Das harte Leben mit „Post Covid“

von Redaktion

Müdigkeit, Gedächtnisstörungen und Atemnot: Zahlreiche Menschen leiden an den Folgen einer Covid-Erkrankung. Eine von ihnen ist Kerstin Wanitschek (35). Nach ihrem positiven Corona-Test im November 2021 hat sich ihr Leben komplett verändert. Jetzt will sie eine Selbsthilfegruppe gründen.

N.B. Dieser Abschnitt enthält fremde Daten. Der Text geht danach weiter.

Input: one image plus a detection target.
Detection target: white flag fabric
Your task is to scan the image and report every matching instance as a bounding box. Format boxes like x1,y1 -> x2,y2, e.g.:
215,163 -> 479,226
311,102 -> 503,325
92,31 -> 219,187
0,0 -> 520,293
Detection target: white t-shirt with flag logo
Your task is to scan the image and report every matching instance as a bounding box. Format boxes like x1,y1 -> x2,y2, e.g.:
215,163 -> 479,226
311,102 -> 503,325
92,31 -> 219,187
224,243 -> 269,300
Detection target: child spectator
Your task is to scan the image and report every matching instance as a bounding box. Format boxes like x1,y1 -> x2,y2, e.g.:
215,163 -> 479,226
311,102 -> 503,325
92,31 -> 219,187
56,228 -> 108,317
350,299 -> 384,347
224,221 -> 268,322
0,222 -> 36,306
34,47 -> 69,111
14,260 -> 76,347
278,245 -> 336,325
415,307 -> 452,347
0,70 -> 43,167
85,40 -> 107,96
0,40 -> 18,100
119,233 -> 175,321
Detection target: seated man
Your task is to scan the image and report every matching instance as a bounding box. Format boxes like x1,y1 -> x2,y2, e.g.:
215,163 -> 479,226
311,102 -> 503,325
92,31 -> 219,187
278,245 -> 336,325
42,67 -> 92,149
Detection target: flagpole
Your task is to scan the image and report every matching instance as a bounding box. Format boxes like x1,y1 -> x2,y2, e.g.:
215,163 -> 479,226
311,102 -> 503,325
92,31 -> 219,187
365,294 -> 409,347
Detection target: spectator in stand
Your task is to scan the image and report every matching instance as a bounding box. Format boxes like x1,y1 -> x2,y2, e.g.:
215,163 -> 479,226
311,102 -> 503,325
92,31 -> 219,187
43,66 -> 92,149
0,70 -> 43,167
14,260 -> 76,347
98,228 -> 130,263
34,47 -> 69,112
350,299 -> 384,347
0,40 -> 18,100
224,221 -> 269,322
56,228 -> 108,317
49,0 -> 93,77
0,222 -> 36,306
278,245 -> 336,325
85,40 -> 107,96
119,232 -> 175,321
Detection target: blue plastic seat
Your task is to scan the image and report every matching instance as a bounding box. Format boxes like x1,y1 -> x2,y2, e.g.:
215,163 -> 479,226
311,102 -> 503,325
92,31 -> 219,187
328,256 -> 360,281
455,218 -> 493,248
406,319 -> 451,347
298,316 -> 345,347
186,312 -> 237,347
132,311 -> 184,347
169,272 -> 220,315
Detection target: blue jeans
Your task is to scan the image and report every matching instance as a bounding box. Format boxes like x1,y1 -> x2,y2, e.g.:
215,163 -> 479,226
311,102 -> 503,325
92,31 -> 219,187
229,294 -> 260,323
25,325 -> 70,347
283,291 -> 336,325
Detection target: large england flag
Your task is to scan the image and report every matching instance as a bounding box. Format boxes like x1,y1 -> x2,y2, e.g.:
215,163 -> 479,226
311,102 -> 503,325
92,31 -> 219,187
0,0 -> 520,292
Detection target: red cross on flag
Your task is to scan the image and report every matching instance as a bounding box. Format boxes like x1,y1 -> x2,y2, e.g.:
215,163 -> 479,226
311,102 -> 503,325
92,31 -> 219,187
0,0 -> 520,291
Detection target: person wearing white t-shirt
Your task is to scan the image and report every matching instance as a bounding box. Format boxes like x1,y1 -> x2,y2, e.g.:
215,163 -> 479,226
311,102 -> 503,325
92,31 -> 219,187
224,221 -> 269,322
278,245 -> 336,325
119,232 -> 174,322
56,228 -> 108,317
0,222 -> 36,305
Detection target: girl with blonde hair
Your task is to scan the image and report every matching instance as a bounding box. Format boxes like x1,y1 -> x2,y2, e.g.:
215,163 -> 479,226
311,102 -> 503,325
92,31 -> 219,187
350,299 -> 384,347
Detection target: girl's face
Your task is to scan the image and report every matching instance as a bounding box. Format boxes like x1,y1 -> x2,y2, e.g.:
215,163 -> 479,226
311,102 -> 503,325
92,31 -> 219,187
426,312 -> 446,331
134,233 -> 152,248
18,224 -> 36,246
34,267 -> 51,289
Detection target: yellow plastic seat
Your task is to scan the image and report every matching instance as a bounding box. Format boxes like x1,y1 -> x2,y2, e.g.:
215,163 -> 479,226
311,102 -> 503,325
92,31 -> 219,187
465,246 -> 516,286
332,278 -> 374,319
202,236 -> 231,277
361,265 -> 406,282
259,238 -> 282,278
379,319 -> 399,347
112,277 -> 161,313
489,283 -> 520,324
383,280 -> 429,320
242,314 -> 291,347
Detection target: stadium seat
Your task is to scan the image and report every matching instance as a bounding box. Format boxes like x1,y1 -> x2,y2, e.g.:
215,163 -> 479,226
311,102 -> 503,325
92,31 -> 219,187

Rosenheim/Kolbermoor – Kerstin Wanitscheks altes Leben endete im November 2021. Damals war sie Wanderleiterin beim Deutschen Alpenverein, arbeitete als Lehrerin an einer Berufsschule und bestieg in ihrer Freizeit 3000er. „Ich war auf dem Höhepunkt meiner körperlichen Leistungsfähigkeit“, sagt die 35-Jährige. Das war, bevor sie sich im November 2021 mit dem Coronavirus angesteckt hat. „Seitdem befinde ich mich im Krankenstand“, sagt Wanitschek.

Zwei dünne Striche
auf dem Selbsttest

Sie sitzt in einem Rosenheimer Café, vor ihr stehen ein Cappuccino und ein Eistee. Ihre Stimme ist leise, immer wieder schließt sie die Augen. Sie erzählt von den beiden dünnen Strichen auf dem Corona-Selbsttest, dem Energiemangel und der Kurzatmigkeit. „Es hat sich angefühlt, als ob mir ein 20-Kilo-Sack auf der Brust liegt“, erinnert sie sich.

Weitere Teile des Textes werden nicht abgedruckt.